Your guide was very helpful since I'm also not able to use Timeshift since Fedora 34 (nor even with fresh installation for testing).
It was amazing being able to upgrade to Fedora 36 beta and get back to Fedora 35 after some very, very strange behaviours with a beta system that I was already testing on my external SSD.

So, I used the default Fedora sub volumes and your configuration for BTRBK. It didn't take much time, my system started behaving strangely, after a half hour, some checks on DNF history, Flatpak and Brave browser, out of nowhere (and finally) my Gnome decided to warn me that I was getting out of free space (less than 500MB). I about 100GB free before upgrading to F36.

When I tested TimeShift, I had the same problem, but a bit more because with TimeShift it caused the BTRFS partition to get completely full. As I was just testing, I did a fresh install and restore my backups via Restic.
I setted it on my main drive, 500GB and also to send it to my external USB 1TB drive.
Not sure if there is a way with BTRBK to set and minimum of free space to be alerted, or if I will have to create a script to keep checking it and alert me.

When restoring, I went to the BTRBK git page to follow the instructions. Restoring was really fast and easy, I even double-checked (it's been a while since I used btrfs send and btrfs receive and other commands) if I did things right. Rebooted and everything was there. BUT probably a BTRFS thing, I couldn't delete the Broken sub volume. Kept saying that wasn't empty, even trying with rm and rmdir from another system, and I was just able to do it by removing each folder corresponding to previous snapshots.

All this just to say that is not yet a set-and-forget solution, but not needing to rename sub volumes is already a very super advantage.

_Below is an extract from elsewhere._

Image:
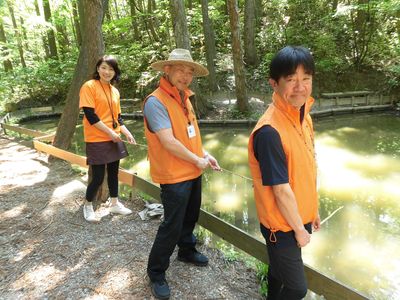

Thanks for your experience. Your problem was probably due to the use of rm and rmdir, because you need to delete subvolumes using sudo btrfs subvolume delete NAMEOFBROKENSUBVOL. You can specify retention policies both with BTRBK and Timeshift, but remember btrfs is copy-on-write. So if you have a fedora 35 system and you make a snapshot of this and then update to fedora 36 many many files will change and you basically need to have space for two systems at the same time. So manually removing very old snapshots is a good idea (honestly, I never needed to restore something from / from last year or last month, but mostly from an hour ago or from yesterday). btrfs-du is a nice project to show how much space your snapshots take on your disk.